Scale the function in y for each iteration of the Horner's Method in hopes of shrinking this interval of erratic behavior. The interval does shrink, but the magnitude of the erratic spikes is also scaled causing a negating effect on improving accuracy.
Try different stopping criteria. We currently use the interval "width" as a stopping criterion for the bisection method. Perhaps trying interval endpoint evaluation compared against the tolerance values would give better results. This too doesn't help since the interval could be quite wide when the iteration is terminated. The root would just be chosen as the midpoint and there is definitely no guarantee that this erratic interval is symmetric about the actual root. Simply put, this alteration would just try to find the endpoints of the erratic interval, terminate when this is reached, and simply use the midpoint of the region as the root.
I suggested symbolic computation as a method for finding this root to Andrew Thall, and after he thought about it for a few minutes, he agreed that it seems to provide a method for solving such degenerate cases. Basically (with details provided by Andrew), the technique involves assuming that the function has rational roots, guessing a few trial root values, and then verifying with synthetic division. Each stage can be done algorithmically.
Rewrite the function in an alternate form. The polynomial in question is the expanded form of (x-2)⁹. If we plot the function using this form with only single precision we obtain the following:

The erratic behavior vanishes!! The reasons are quite clear since we only have one chance of catastrophic cancellation (one subtraction of two similar values near the root), but this will not matter since the worst that can happen is that near the root the result of the subtraction will be very small (most significant digits are cancelled) and after being raised to ninth power the result will surely be zero. Raising these fractional values to a high power, causes the values to converge to zero completely eliminating any chance of erratic behavior. This requires some clarification. The primary difference between this form and the original form is that we are taking a possibly small value and raising it to a high power to reach zero versus summing a series of terms in hopes of hitting a target zero. Raising fractions to powers will clearly reach zero much more "effectively".

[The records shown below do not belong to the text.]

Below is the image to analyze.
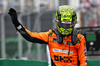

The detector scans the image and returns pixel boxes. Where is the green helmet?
[55,5,77,35]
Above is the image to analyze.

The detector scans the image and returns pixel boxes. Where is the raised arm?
[8,8,48,44]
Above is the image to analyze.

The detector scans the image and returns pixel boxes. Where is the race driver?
[8,5,87,66]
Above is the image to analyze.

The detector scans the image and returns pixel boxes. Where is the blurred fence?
[0,59,100,66]
[0,11,55,60]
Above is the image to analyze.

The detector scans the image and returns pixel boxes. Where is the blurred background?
[0,0,100,61]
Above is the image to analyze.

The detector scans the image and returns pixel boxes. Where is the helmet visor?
[56,20,76,28]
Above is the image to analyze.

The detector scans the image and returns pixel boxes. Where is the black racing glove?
[8,8,20,27]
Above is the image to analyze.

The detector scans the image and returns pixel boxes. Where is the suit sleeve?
[78,36,87,66]
[16,24,49,44]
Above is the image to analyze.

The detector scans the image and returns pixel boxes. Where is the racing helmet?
[55,5,77,35]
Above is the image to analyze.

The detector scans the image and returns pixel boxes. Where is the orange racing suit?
[17,25,87,66]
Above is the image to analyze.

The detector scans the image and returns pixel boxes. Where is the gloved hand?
[8,8,20,27]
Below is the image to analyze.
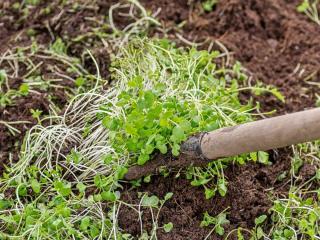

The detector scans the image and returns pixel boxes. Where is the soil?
[119,0,320,239]
[0,0,320,240]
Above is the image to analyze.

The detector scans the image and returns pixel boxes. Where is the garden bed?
[0,0,320,239]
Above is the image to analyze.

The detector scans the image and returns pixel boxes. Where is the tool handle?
[125,108,320,180]
[200,108,320,160]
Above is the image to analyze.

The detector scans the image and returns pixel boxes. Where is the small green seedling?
[202,0,218,12]
[297,0,320,25]
[200,210,230,236]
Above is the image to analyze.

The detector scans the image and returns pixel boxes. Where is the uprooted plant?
[0,30,279,239]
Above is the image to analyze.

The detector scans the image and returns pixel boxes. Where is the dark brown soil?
[0,0,320,240]
[119,0,320,239]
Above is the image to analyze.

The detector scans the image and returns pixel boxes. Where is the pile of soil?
[0,0,320,239]
[119,0,320,239]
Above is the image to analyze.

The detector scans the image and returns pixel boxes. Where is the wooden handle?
[125,108,320,180]
[200,108,320,159]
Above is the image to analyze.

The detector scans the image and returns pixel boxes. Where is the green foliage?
[271,193,320,239]
[202,0,218,12]
[200,212,230,236]
[163,222,173,233]
[0,70,30,107]
[297,0,320,25]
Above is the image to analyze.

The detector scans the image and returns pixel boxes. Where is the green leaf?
[137,154,150,165]
[257,227,264,239]
[54,181,71,197]
[0,199,12,210]
[254,215,267,225]
[0,69,7,84]
[271,88,285,103]
[116,166,128,179]
[74,77,86,87]
[258,151,269,164]
[19,83,29,96]
[204,187,216,199]
[218,179,228,197]
[76,182,87,193]
[202,0,218,12]
[297,0,310,12]
[141,195,159,207]
[172,144,180,157]
[163,222,173,233]
[102,116,119,131]
[30,179,41,193]
[101,191,117,202]
[18,184,28,197]
[170,126,186,143]
[164,192,173,201]
[80,216,91,232]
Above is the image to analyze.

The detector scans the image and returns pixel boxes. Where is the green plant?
[202,0,218,12]
[200,209,230,239]
[297,0,320,25]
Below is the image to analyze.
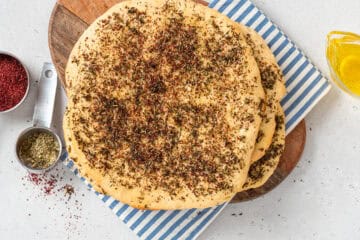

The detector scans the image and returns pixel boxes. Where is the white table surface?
[0,0,360,240]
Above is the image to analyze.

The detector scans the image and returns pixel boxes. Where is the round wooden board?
[49,4,306,202]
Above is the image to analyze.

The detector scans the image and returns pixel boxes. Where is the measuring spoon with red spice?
[15,63,62,174]
[0,51,30,113]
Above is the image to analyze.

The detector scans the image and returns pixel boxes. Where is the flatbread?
[240,25,286,163]
[64,0,265,209]
[243,104,285,190]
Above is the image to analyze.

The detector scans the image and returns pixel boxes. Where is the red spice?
[0,54,28,111]
[62,184,75,201]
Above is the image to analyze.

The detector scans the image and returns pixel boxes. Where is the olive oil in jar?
[326,31,360,97]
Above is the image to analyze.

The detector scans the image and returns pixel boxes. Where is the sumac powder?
[0,54,28,111]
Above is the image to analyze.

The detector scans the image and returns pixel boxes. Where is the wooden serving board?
[49,0,306,202]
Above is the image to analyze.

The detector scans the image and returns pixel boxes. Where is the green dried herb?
[19,132,60,169]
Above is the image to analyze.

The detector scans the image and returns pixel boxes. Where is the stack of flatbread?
[64,0,286,209]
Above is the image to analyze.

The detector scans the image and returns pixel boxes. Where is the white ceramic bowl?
[0,51,30,114]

The following statements are not quite accurate, but I leave them here for illustration of a possible pitfall:

Does this help though? Not really since the bisection method will still terminate quite far from the actual root. Even though the graph looks much smoother, it probably isn't much more accurate since there are now MANY values of zero across the entire region that was previously erratic. However, like before, this ill-conditioned region will be reached and, since the stopping criterion is based on interval width, the "fall-through" path will be taken and one half of the interval will be taken recursively - this is not necessarily the correct interval.

Why is this not true? What is the pitfall? The table of values used for the graph were taken from the printed output of the function evaluation program which uses "printf" for display. The problem resides in the use of a fixed-point format specifier ("%f") whereas we should be using the full precision of the float by using exponential specifier ("%e"). The former truncates the result to a fixed number of decimal digits causing "chopping" of the significant digits out to 6 or 8 decimal places. So examining this output, we find that there is indeed only ONE zero - the bisection would, in fact, work fine!

Nevertheless, I left the paragraph here not only to show a possible pitfall, but also to show that potential of the type of error previously desribed is still there for higher powers. The use of higher precision floats just pushes the error farther out-of-reach.